As we have indicated, Steffel v. Thompson requires us to reverse the order of the district court insofar as it dismissed plaintiffs' prayers for declaratory relief. Steffel not only confirmed our reading of Younger, that Younger, and its articulation of the special principles restricting the grant of equitable relief, were limited to cases where there was a pending state prosecution, it also held that when there was no pending state prosecution, neither the Younger special principles nor, with the exception of a limited number of special cases, the traditional prerequisites to equitable relief, as, for example, a demonstration of irreparable injury, were applicable to a request for declaratory relief. This is so, the Court said, because "a declaratory judgment will have a less intrusive effect on the administration of state criminal laws," 415 U.S. at 469, 94 S.Ct. at 1221, and "engrafting upon the Declaratory Judgment Act a requirement that all of the traditional equitable prerequisites to the issuance of an injunction be satisfied before the issuance of a declaratory judgment is considered would defy Congress' intent to make declaratory relief available in cases where an injunction would be inappropriate." 415 U.S. at 471, 94 S.Ct. at 1222.

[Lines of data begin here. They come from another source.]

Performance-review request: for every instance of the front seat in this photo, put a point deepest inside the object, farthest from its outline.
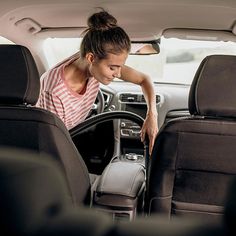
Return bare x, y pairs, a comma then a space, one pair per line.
24, 126
194, 157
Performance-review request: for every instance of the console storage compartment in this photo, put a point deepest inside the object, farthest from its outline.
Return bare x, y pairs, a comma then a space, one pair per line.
120, 189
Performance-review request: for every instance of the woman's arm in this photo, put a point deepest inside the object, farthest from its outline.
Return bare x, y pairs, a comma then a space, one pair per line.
150, 126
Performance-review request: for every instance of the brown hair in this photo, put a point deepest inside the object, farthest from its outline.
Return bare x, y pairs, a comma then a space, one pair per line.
104, 36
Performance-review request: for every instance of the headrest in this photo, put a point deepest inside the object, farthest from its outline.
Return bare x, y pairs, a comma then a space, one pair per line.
33, 191
213, 88
19, 77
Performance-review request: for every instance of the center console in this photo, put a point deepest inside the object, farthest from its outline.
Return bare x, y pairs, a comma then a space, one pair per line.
120, 189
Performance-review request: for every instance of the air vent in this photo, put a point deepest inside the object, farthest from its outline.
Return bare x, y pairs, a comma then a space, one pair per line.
135, 98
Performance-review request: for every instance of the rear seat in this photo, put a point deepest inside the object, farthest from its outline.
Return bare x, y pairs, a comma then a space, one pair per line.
33, 201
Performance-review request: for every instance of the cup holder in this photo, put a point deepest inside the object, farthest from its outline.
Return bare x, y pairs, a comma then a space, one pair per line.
133, 157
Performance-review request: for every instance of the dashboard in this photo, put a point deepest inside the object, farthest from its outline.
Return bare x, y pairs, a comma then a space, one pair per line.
121, 138
171, 101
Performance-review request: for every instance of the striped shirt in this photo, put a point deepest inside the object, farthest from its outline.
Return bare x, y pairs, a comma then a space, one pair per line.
57, 97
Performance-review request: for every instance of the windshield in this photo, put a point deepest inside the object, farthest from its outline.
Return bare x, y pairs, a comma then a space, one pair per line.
176, 62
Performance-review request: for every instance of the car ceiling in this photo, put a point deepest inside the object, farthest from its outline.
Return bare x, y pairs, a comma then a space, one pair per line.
143, 20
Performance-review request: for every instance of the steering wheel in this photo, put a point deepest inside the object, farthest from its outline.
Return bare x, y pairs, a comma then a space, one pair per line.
106, 116
98, 106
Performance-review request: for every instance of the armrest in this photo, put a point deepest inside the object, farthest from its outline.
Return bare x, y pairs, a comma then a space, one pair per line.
122, 178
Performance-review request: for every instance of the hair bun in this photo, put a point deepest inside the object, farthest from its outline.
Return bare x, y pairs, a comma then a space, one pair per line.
102, 21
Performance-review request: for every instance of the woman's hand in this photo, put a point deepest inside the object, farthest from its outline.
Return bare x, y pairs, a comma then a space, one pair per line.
150, 127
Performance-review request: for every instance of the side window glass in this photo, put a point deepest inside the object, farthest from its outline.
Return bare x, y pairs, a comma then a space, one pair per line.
5, 41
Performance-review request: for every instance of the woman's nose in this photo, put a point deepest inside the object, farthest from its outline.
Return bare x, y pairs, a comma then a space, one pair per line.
117, 74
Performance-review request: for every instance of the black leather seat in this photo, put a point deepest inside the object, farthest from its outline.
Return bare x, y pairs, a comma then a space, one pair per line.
193, 159
34, 199
24, 126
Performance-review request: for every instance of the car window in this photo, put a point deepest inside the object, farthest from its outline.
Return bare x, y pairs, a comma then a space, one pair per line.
4, 40
176, 62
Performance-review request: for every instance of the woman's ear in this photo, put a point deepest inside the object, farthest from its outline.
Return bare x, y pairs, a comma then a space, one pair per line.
90, 57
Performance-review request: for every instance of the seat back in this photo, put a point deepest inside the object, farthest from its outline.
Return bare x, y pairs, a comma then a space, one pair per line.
193, 159
24, 126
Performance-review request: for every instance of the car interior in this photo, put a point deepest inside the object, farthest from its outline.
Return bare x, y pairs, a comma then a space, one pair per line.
99, 178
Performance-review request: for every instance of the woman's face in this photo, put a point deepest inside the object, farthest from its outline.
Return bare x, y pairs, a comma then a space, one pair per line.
106, 70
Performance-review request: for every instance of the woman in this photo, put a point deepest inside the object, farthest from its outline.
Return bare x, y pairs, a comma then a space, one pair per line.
70, 88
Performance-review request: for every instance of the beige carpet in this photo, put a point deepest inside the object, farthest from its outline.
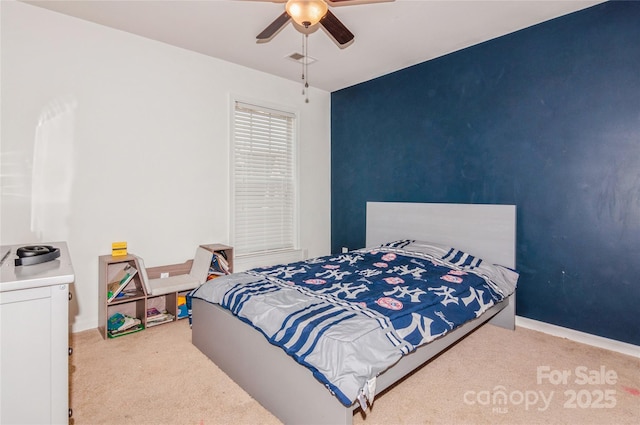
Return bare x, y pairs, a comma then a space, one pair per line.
158, 377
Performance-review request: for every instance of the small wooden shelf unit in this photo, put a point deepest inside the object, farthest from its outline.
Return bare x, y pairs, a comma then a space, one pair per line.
136, 304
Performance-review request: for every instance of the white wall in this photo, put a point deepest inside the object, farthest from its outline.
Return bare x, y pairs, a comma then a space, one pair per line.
132, 141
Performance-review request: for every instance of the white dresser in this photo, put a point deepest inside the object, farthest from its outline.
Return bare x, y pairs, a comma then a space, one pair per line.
34, 339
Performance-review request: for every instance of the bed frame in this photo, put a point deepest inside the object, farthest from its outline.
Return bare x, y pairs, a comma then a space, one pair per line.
289, 390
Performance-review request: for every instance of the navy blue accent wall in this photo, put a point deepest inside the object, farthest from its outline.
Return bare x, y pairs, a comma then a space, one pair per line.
548, 119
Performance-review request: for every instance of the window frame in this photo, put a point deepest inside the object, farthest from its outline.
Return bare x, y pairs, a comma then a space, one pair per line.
269, 255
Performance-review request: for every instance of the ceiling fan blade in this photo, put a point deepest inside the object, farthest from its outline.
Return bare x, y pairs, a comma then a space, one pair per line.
354, 2
274, 27
338, 31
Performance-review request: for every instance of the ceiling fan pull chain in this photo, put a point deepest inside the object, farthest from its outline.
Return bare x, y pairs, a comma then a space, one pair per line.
305, 65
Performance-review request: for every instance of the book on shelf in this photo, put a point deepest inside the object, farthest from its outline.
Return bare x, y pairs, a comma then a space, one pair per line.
157, 317
121, 324
120, 281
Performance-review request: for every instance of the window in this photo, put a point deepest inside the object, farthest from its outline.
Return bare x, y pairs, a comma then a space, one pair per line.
264, 204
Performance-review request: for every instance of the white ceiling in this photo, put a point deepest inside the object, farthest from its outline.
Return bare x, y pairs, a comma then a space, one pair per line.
388, 36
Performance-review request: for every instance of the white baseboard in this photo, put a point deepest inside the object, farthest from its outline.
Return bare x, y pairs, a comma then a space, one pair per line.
581, 337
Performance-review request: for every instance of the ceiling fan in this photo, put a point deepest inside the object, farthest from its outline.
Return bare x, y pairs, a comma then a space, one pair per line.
308, 13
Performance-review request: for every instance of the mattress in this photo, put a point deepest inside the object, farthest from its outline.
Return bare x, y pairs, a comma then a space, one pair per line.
351, 316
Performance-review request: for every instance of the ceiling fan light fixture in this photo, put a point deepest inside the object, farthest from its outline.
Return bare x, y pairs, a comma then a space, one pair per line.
306, 12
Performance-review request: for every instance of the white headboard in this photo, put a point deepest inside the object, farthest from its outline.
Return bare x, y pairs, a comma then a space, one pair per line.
486, 231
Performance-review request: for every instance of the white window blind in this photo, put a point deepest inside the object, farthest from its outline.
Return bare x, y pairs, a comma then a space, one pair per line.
264, 180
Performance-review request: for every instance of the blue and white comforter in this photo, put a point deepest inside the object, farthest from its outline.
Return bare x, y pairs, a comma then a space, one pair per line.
349, 317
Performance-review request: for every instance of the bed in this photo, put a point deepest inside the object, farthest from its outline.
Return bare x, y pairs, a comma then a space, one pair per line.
290, 390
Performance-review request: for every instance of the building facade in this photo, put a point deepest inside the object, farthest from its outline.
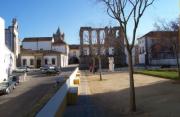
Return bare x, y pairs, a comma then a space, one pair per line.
74, 54
156, 48
9, 46
104, 42
40, 51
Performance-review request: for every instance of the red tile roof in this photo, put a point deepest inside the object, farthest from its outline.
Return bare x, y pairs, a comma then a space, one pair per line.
159, 34
35, 39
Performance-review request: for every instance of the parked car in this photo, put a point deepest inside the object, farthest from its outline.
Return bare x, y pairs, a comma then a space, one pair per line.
15, 79
49, 69
6, 87
22, 69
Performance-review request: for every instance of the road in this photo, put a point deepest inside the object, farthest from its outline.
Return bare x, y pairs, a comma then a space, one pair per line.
21, 100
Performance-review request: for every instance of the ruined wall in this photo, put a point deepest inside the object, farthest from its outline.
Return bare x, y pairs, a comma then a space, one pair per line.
98, 40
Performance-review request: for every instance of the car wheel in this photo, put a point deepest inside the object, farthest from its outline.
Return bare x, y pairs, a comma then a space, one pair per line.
14, 87
7, 91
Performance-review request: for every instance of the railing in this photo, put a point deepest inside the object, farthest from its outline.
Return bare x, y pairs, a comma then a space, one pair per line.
55, 105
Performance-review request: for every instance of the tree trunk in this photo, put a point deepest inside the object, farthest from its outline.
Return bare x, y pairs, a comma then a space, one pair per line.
100, 68
178, 65
131, 88
93, 65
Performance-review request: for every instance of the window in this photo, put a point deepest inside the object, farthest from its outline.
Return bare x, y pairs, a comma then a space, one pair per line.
31, 62
53, 61
85, 52
46, 61
24, 62
74, 53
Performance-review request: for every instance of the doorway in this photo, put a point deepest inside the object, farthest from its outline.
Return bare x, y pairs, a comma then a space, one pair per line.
38, 63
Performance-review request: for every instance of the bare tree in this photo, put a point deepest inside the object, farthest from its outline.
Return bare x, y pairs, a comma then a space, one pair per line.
128, 12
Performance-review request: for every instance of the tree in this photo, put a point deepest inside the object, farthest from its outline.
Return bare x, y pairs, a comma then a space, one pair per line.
174, 42
126, 13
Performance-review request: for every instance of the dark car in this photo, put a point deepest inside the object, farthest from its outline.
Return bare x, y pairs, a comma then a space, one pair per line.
6, 87
15, 79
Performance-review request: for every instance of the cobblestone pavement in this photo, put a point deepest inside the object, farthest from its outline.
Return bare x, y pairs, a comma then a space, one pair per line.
84, 106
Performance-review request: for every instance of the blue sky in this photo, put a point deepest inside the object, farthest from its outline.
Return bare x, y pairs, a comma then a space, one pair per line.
42, 17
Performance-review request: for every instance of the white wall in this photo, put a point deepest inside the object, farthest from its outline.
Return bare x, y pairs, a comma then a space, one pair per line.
28, 58
30, 45
141, 44
64, 60
2, 47
59, 48
133, 55
49, 58
74, 52
45, 45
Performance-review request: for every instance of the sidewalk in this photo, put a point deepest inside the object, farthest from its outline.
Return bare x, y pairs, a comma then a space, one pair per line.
84, 106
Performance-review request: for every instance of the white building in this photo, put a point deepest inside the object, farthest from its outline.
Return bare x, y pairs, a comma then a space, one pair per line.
39, 51
9, 48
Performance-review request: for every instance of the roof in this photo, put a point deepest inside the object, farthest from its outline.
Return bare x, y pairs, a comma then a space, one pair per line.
158, 34
58, 42
29, 51
35, 39
74, 46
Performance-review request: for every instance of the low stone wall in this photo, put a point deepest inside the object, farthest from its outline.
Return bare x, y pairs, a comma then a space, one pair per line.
56, 105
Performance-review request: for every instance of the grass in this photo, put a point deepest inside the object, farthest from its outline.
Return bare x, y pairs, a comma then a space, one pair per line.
41, 102
160, 73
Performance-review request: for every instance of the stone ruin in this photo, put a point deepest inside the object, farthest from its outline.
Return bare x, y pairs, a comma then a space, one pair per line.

Thus, consistent with this holding, the doctrine of unclean hands would not bar plaintiffs from declaratory relief and the district court must adjudicate plaintiffs' prayers for declaratory judgment on their merits.



What we have said with regard to plaintiffs' ineligibility for injunctive relief disposes of plaintiffs' contention that it was error for the district judge to decline to request that a statutory three-judge court be convened to pass on plaintiffs' claims of unconstitutionality of the Maryland statutes. In Maryland Citizens for a Representative General Assembly v. Governor of Maryland, 429 F.2d 606 (4 Cir. 1970), we decided that "(i)f it appears to the single district judge ... that the complaint does not state a substantial claim for injunctive relief, he need not request the convening of a three-judge court," and that "(i)nsubstantiality in the claim may appear ... because injunctive relief is otherwise unavailable" (footnotes eliminated), 429 F.2d at 611. Since we conclude that plaintiffs had unclean hands as a matter of law and therefore the district court was required to withhold equitable relief, it follows that the district judge could act alone and was not required to request that a three-judge court be convened. Of course, he need not request a three-judge court in order to adjudicate plaintiffs' prayers for declaratory relief. Mitchell v. Donovan, 398 U.S. 427, 90 S.Ct. 1763, 26 L.Ed.2d 378 (1970).



Two points remain for decision: plaintiffs' claim that the district judge should have disqualified himself on plaintiffs' affidavits of prejudice and bias, and the claim of plaintiff Modern Social Education, Inc. (Modern) that the district judge was in error in declining to allow the filing of an amended complaint tendered by that plaintiff. The contentions require only brief comment.


The question of whether the district judge incorrectly declined to disqualify himself was reviewed by us on application for a writ of mandamus, and the writ was denied. Modern Social Education, Inc. v. Harvey, No. 73-1028 (unreported), January 15, 1973. The denial was on the merits and we will not consider the question anew.


Plaintiff Modern's amended complaint, purportedly filed after defendants had filed a responsive pleading to the original complaint, dropped one party plaintiff, added two new parties plaintiff, and added six police officers and two state judges as parties defendant. Because parties were both dropped and added, Rule 21, F.R.Civ.P., required that leave of court be sought and obtained as a prerequisite to filing the amended complaint. Modern did not seek such leave and, indeed, was adamant that it would not seek such leave. Under such circumstances, the district court was plainly correct in declining to receive the amended complaint.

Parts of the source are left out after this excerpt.